I know this is going to horribly date me, but when I first started teaching technical writing classes word processing programs were just starting to take off. It was not unusual for me to have roughly half of my students’ assignments passed in handwritten on various scraps of paper while the others came in printed (usually landscape because they forgot to set a switch) from a computer. 
We all had to work with what we had.
For some it was a tough transition, many of my students, like I, had learned the original art of cutting and pasting where you used scissors and tape instead of edit command. It was a challenge for them to learn the new skill of technical writing at the same time they were also learning the new skill of composing, editing, and designing on a screen.
With patient encouragement, almost all of my students by the middle of the semester were at least able to use the computer for their assignments. But with a little bit of knowledge came the inevitable corruption and I discovered that another problem had reared its ugly head.
I started seeing papers where font usage had gone wild. In the same document headlines were in different colors, bulleted lists screamed out in various font sizes, and my students’ prevailing thought was that the more font types you could use the better.
After all, diversity leads to interest, does it not? And if something is new it must be better.
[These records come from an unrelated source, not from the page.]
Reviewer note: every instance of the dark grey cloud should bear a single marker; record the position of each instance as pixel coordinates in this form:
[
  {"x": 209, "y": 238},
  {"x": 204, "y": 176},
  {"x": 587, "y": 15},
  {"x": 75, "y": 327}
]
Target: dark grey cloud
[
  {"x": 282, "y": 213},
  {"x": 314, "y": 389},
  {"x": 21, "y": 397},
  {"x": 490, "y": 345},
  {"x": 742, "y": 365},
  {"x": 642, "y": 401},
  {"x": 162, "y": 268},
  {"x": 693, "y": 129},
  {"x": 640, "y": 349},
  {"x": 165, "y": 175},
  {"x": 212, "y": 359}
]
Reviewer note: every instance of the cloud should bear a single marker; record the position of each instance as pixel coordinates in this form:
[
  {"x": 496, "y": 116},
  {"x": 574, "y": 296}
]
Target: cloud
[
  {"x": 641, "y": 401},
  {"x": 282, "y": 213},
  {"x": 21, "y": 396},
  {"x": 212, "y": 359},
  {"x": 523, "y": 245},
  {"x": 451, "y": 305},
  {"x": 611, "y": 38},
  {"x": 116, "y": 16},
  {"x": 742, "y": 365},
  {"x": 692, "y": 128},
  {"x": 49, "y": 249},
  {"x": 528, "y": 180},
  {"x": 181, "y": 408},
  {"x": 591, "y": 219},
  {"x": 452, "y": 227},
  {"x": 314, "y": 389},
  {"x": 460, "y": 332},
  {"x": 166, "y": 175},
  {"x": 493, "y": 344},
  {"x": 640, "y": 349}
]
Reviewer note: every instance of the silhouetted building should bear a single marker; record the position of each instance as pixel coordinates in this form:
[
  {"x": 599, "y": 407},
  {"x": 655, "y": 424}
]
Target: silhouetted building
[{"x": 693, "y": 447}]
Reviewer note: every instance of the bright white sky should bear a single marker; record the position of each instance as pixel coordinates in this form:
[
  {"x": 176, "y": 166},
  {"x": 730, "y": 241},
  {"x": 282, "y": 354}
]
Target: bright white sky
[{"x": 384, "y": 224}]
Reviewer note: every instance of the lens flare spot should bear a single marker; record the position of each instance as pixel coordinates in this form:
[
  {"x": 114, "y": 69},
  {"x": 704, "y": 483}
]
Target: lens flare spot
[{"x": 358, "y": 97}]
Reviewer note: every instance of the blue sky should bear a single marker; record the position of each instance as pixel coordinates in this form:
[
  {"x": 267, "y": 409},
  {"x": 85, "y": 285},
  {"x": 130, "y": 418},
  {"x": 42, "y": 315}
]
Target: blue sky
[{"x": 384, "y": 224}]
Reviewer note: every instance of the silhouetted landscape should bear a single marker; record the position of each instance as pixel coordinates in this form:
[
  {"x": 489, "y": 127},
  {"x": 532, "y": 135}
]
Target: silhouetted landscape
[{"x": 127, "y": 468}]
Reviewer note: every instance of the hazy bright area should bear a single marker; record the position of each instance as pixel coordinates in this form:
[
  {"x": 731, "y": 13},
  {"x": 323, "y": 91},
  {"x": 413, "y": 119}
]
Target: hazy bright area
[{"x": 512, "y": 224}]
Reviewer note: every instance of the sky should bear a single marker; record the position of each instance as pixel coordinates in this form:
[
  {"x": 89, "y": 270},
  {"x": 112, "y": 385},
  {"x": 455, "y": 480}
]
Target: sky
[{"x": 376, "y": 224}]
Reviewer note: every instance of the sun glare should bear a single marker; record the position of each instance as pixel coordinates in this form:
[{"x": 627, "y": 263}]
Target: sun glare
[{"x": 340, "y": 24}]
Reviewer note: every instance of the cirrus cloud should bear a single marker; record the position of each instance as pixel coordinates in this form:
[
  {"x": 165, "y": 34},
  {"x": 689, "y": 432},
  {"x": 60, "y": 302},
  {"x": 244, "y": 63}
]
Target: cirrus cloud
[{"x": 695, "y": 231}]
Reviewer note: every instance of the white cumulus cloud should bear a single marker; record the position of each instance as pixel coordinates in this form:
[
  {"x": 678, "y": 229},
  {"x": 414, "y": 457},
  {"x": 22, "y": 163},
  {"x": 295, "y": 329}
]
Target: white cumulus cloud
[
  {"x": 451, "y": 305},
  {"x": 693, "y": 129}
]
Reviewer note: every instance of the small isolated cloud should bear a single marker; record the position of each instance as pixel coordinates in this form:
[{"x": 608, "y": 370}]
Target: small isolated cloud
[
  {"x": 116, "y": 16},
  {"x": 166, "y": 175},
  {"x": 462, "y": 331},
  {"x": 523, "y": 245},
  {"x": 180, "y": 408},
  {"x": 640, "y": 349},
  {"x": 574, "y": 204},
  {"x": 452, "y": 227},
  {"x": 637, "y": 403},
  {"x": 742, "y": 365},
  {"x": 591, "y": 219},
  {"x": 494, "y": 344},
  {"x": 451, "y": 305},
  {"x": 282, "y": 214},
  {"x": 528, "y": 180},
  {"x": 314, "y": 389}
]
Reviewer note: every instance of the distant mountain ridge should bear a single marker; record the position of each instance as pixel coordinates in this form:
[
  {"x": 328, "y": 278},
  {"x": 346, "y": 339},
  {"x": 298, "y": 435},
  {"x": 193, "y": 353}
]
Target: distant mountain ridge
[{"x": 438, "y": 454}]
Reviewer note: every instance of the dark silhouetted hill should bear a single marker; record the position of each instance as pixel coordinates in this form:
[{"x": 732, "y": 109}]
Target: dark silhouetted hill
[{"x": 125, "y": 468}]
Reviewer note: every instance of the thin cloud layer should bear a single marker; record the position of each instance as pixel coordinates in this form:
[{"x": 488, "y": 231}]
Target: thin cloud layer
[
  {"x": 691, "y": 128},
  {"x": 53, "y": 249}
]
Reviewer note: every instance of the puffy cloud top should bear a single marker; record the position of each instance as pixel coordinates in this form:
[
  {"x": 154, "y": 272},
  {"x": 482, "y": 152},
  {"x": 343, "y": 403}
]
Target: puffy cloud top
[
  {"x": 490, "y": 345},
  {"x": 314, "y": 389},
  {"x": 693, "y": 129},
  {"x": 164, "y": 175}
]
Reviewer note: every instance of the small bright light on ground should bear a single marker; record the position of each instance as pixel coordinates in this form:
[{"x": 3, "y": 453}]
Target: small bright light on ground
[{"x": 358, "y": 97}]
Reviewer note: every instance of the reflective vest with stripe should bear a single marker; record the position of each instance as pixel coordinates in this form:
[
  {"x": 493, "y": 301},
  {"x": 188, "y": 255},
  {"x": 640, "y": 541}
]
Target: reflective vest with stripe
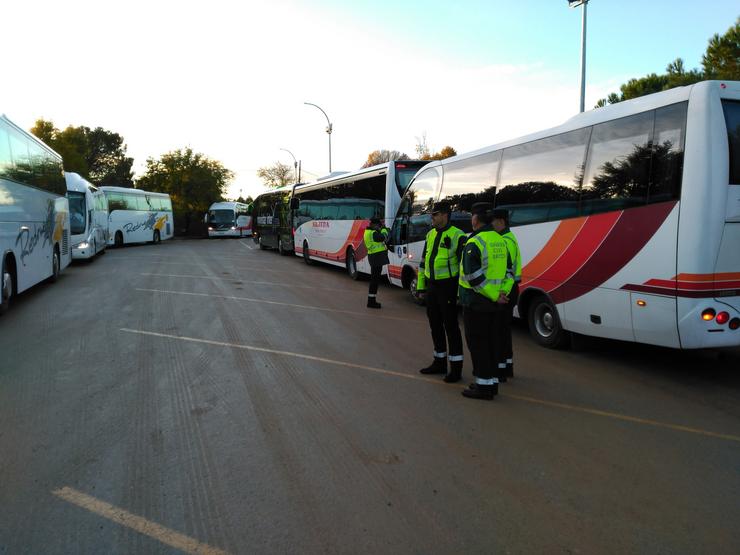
[
  {"x": 490, "y": 279},
  {"x": 445, "y": 264},
  {"x": 371, "y": 244},
  {"x": 514, "y": 266}
]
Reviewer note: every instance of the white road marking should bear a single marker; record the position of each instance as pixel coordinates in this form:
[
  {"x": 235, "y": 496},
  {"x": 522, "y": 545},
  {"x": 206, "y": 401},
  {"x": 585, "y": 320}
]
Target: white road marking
[
  {"x": 288, "y": 285},
  {"x": 137, "y": 523},
  {"x": 284, "y": 353},
  {"x": 373, "y": 315}
]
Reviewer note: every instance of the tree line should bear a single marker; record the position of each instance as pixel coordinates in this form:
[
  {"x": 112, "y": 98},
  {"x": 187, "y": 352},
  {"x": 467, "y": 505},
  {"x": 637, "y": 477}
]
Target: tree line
[{"x": 721, "y": 60}]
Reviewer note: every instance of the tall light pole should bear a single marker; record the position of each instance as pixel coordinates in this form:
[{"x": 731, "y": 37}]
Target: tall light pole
[
  {"x": 296, "y": 166},
  {"x": 329, "y": 128},
  {"x": 584, "y": 4}
]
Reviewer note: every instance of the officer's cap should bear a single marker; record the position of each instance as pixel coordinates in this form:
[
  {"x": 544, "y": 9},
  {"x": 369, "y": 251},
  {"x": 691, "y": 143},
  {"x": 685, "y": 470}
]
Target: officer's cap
[
  {"x": 501, "y": 213},
  {"x": 443, "y": 207},
  {"x": 482, "y": 208}
]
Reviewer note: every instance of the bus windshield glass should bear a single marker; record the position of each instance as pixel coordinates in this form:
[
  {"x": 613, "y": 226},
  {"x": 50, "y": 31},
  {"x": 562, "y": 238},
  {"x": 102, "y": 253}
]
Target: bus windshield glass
[
  {"x": 404, "y": 177},
  {"x": 77, "y": 211},
  {"x": 221, "y": 216}
]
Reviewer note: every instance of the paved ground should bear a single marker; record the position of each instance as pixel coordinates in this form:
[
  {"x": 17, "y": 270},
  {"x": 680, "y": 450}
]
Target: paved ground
[{"x": 202, "y": 396}]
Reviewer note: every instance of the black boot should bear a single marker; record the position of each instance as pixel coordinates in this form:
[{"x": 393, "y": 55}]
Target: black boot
[
  {"x": 455, "y": 373},
  {"x": 485, "y": 392},
  {"x": 439, "y": 366}
]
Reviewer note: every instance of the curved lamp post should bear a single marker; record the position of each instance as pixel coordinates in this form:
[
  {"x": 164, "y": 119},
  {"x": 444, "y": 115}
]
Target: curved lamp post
[{"x": 329, "y": 128}]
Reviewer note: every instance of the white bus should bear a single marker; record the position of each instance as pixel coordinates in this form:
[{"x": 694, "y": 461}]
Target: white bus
[
  {"x": 34, "y": 213},
  {"x": 88, "y": 217},
  {"x": 229, "y": 219},
  {"x": 136, "y": 216},
  {"x": 331, "y": 214},
  {"x": 628, "y": 218}
]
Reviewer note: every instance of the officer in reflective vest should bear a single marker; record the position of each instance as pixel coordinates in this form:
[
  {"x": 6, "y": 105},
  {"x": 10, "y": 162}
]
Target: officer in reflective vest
[
  {"x": 513, "y": 274},
  {"x": 377, "y": 254},
  {"x": 439, "y": 269},
  {"x": 482, "y": 294}
]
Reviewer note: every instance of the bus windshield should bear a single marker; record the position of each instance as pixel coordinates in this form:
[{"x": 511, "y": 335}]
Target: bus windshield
[
  {"x": 403, "y": 178},
  {"x": 221, "y": 216},
  {"x": 77, "y": 211}
]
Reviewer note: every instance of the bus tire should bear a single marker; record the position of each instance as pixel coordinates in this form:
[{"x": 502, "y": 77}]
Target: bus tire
[
  {"x": 7, "y": 285},
  {"x": 55, "y": 265},
  {"x": 351, "y": 264},
  {"x": 306, "y": 255},
  {"x": 544, "y": 324}
]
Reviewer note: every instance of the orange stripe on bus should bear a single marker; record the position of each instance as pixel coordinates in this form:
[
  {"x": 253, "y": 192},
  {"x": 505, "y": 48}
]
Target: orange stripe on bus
[{"x": 548, "y": 255}]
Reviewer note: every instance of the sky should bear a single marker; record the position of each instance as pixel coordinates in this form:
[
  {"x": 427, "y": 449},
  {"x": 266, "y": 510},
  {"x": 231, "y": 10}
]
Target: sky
[{"x": 229, "y": 79}]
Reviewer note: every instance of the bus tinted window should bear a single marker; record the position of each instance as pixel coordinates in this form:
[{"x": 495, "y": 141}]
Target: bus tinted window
[
  {"x": 667, "y": 158},
  {"x": 421, "y": 197},
  {"x": 541, "y": 172},
  {"x": 618, "y": 167},
  {"x": 467, "y": 182},
  {"x": 732, "y": 119}
]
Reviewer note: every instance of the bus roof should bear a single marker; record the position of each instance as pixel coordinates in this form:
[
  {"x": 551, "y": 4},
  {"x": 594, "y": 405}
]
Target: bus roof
[
  {"x": 595, "y": 116},
  {"x": 111, "y": 189},
  {"x": 378, "y": 169}
]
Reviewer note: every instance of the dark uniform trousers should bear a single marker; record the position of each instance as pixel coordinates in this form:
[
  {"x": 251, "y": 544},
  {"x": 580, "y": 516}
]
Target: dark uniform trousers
[
  {"x": 441, "y": 301},
  {"x": 376, "y": 272},
  {"x": 483, "y": 336},
  {"x": 507, "y": 352}
]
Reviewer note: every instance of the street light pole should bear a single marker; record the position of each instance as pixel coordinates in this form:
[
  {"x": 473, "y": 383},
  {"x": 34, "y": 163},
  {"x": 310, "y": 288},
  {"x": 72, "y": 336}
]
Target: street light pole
[
  {"x": 329, "y": 128},
  {"x": 296, "y": 166},
  {"x": 584, "y": 4}
]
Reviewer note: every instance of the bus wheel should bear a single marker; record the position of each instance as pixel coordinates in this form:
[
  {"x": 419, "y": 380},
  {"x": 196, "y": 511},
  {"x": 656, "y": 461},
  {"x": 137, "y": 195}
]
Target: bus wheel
[
  {"x": 415, "y": 297},
  {"x": 54, "y": 266},
  {"x": 306, "y": 256},
  {"x": 351, "y": 264},
  {"x": 544, "y": 324},
  {"x": 7, "y": 287}
]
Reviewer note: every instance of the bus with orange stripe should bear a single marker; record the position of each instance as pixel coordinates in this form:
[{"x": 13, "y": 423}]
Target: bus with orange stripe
[
  {"x": 331, "y": 214},
  {"x": 627, "y": 217}
]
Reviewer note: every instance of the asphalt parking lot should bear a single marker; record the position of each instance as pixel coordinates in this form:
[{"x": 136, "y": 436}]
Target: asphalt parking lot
[{"x": 208, "y": 397}]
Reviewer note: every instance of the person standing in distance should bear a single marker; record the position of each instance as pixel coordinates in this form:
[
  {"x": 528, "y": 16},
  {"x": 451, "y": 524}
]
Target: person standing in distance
[
  {"x": 513, "y": 274},
  {"x": 439, "y": 271},
  {"x": 482, "y": 296},
  {"x": 377, "y": 254}
]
It took the full second half of the semester as well as the ink from several pens to break this compulsion in most of my students. No, no, no, I scrawled in blood red as I circled yet another title using that days’ most popular newly designed font style. A good message does not need gimmicks.
With maturity and experience in the field, all of my students finally realized that less is more effective when trying to get your point across.
Now that writing and advertising has firmly moved to the net, I see new writers making the same mistakes my students did when they had to make the transition to their new media.
Haven’t you seen the websites with continuous pop-ups interrupting your reading acting like an impatient toddler trying to get your attention first only resulting in fractionating your focus?
Where a disembodied voice calls out to you, you to do something else other than read the text?
Where the graphics compete so strongly with the message that sometimes it all gets lost in the landscape?
The net has gone crazy. Just because it can be done doesn’t mean that it needs to be done.
May I humbly suggest that we, as writers, take a deep breath and a step back? Perhaps it’s time to dig that red pen out of our desk drawers, draw a little blood, and go back to the basics when a strong well written message did not need the glitter and whistles of a newly designed gimmick.